Il attache du prix au travail de qualité pas seulement pour le résultat. L’appréciation positive sur les critères qualificatifs et quantitatifs du mois de juin faite par des experts en séjour au pays  dans le cadre de la deuxième revue du FMI est une note toute particulière.

En un laps de temps, Ismaël Dioubaté décide de mettre fin à des pratiques malsaines dont la fraude et la corruption. Pour y parvenir, il opte pour le système interconnecté. C’est entre autres :

  • L’interconnexion entre les régies financières elles-mêmes et entre ces régies avec la banque centrale (douane, impôts et banque centrale).
  • Développement d’un site web mis à la disposition des citoyens pour pouvoir dénoncer tout cas de fraudes. La contribution citoyenne dans la lutte contre la corruption à travers la dénonciation.
  • Le renforcement des capacités des ordonnateurs des dépenses sectorielles (ministres) et les DAF dans l’utilisation d’un plan DAF qui permet  d’accéder à distance avec la fibre optique à la chaîne de dépenses. Les DAF ne sont plus obligés de venir faire la queue à la salle informatique du ministère du budget. Ce qui est une grande innovation.

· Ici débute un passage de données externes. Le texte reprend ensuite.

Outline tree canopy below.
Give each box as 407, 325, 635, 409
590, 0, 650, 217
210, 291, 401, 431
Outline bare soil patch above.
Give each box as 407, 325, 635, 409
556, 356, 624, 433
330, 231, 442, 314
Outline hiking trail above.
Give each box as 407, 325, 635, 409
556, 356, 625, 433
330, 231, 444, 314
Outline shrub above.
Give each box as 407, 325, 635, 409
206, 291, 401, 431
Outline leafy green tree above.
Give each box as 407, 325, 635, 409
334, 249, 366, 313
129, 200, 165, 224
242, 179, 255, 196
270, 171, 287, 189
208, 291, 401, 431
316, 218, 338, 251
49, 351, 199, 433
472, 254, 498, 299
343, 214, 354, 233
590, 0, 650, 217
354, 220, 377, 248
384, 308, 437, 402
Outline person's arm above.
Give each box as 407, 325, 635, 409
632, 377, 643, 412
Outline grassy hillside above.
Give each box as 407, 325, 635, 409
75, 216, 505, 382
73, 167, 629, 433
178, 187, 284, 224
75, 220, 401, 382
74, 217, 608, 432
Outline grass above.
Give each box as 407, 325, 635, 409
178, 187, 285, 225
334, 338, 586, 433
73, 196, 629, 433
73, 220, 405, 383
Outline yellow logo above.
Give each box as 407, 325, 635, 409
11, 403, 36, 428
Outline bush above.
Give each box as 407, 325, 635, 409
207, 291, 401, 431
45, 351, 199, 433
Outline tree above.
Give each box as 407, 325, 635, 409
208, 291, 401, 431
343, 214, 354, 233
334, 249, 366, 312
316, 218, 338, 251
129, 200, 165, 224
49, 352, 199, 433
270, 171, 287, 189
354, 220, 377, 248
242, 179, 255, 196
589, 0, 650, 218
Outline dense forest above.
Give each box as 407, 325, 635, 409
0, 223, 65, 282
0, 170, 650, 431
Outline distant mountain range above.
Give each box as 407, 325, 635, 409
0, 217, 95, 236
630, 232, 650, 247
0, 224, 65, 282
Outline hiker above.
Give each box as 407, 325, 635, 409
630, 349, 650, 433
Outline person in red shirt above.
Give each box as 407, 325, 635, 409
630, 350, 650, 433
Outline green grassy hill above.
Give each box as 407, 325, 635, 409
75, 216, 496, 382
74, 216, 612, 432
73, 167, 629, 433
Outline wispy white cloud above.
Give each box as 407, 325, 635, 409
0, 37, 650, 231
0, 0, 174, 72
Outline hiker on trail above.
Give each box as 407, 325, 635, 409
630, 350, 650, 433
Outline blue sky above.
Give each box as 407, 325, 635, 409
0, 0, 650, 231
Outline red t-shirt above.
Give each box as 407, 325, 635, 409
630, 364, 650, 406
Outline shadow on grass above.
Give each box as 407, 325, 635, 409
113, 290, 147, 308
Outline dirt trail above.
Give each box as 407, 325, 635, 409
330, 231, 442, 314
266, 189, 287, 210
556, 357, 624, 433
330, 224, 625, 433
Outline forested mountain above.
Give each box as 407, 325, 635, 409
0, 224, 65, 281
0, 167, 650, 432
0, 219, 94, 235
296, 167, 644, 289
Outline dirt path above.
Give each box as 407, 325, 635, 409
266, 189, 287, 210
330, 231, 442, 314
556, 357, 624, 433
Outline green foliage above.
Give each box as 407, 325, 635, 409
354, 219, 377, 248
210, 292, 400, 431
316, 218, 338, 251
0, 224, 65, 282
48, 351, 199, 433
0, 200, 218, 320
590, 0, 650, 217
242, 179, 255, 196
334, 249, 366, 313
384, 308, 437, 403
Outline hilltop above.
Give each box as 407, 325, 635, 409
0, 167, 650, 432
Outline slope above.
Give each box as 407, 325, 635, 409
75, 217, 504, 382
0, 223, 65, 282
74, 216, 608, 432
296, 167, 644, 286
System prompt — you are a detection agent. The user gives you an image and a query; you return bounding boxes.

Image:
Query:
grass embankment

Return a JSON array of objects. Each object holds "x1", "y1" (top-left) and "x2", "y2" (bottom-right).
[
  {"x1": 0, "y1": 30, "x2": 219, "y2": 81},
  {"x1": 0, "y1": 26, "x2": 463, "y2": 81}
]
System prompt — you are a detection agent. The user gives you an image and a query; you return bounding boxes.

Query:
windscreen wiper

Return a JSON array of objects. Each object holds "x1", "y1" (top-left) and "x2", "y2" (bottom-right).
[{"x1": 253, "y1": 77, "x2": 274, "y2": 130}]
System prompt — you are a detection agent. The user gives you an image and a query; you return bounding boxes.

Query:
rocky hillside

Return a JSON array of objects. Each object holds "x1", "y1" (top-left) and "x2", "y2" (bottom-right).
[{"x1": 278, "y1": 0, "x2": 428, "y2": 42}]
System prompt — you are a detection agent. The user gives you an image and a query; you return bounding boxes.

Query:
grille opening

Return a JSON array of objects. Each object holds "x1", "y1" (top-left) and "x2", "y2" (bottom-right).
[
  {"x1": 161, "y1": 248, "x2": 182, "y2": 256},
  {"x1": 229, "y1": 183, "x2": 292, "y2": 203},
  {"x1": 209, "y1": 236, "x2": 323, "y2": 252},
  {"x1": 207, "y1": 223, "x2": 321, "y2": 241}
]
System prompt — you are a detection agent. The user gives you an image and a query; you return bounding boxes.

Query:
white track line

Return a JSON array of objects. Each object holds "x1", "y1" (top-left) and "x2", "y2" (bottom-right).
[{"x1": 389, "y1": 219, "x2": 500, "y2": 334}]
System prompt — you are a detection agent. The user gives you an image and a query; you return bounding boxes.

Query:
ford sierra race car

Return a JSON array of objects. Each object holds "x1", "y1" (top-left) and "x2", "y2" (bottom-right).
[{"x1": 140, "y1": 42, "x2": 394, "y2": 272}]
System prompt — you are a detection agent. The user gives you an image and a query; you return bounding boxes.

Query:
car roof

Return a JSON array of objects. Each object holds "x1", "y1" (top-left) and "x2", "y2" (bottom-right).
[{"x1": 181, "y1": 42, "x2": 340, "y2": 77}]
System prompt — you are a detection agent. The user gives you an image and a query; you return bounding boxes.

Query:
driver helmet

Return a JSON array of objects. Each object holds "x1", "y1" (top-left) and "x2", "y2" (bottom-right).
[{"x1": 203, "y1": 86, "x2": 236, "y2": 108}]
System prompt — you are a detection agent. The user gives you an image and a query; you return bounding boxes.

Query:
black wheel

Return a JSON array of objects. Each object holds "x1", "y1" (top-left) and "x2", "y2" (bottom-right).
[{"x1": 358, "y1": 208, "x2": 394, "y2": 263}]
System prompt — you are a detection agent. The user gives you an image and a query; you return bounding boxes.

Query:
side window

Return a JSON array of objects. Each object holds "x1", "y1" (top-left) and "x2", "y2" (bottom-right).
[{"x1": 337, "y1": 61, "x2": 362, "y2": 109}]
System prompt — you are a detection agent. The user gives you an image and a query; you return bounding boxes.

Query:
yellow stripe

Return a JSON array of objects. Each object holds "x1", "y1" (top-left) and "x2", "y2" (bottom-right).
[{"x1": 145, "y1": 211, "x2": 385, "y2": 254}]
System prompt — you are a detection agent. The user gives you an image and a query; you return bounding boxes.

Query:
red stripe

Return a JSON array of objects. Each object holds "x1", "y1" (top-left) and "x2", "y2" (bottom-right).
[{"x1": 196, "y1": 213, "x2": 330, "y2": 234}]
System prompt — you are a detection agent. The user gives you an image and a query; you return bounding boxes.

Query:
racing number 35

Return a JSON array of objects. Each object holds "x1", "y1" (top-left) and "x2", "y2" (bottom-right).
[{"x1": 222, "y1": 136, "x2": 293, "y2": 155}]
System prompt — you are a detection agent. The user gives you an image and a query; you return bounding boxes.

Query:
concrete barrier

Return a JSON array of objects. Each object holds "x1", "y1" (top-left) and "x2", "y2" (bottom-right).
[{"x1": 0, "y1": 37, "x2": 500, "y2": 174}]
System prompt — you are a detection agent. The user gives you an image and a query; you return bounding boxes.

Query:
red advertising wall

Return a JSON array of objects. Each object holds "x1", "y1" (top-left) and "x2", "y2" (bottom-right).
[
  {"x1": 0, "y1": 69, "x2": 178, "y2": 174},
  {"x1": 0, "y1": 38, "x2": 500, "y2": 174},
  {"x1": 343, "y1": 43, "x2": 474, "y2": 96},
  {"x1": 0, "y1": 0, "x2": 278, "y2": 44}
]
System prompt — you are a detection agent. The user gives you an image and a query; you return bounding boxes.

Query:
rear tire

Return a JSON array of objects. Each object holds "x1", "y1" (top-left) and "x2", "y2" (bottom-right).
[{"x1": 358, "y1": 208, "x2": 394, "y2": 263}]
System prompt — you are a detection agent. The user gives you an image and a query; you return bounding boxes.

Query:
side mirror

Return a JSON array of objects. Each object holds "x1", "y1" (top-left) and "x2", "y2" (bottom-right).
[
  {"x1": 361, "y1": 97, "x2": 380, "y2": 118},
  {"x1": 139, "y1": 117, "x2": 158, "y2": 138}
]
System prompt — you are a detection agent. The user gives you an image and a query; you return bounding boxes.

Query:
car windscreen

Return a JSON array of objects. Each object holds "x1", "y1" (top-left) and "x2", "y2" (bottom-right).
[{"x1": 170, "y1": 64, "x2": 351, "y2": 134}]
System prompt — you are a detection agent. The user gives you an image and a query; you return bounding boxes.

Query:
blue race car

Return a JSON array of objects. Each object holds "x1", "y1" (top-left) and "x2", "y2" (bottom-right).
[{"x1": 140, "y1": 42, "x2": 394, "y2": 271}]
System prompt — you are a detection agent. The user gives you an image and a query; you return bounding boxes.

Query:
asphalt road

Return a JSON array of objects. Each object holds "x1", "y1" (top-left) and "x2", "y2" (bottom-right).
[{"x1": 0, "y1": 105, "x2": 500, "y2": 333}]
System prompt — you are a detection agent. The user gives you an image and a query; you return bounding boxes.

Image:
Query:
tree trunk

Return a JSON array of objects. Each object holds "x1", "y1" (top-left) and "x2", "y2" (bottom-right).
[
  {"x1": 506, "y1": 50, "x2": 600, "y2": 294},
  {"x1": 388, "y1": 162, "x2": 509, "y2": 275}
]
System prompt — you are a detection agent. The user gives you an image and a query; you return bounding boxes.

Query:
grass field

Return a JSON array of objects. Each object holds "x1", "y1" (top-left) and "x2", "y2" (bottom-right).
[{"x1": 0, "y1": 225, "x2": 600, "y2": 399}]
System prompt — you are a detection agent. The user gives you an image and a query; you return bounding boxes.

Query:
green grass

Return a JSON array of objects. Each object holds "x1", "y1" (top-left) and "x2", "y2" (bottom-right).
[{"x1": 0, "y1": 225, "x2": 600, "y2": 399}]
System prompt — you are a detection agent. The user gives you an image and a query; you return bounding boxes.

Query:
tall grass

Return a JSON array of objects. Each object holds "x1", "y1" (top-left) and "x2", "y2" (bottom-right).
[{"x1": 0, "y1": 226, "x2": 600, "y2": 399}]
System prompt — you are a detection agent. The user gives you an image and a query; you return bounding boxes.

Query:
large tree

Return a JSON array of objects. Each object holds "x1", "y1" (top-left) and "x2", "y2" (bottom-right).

Un fidèle parmi les fidèles et grand stratège politique au service exclusif du PRAC

Orateur exceptionnel et débateur stratège, Ismaël Dioubaté a marqué le monde politique ces derniers temps avec des prises de positions fracassantes. En 2014 et 2015, il a occupé tous les grands plateaux de débats politiques du pays.

Parmi les concepteurs et prometteurs du fameux ‘’ Coup KO de 2015’’, Ismaël était à tous les fronts de lutte. Il n’est pas ce cheveu qui est tombé dans la soupe. Il défendait avec bec et ongles, son mentor dans les universités du pays, partout où il fallait. De conférences en conférences, de meetings en meetings, des débats de radio aux débats de télé, ce bouillant ministre au parcours académique riche ne maîtrise pas que les chiffres. Son talent oral est irréprochable, son engagement ferme auprès du Président de la République par qui d’ailleurs, il jure, ne souffre d’aucune ambiguïté. Il avait le don de déstabiliser son adversaire et il était très difficile pour bon nombre de lui tenir tête dans un débat contradictoire. Car, il savait faire le mixage juste entre les chiffres et les lettres pour être mieux compris.

Comme on aime à le dire, la constance politique paye toujours. Et un acte vaut mieux que mille discours.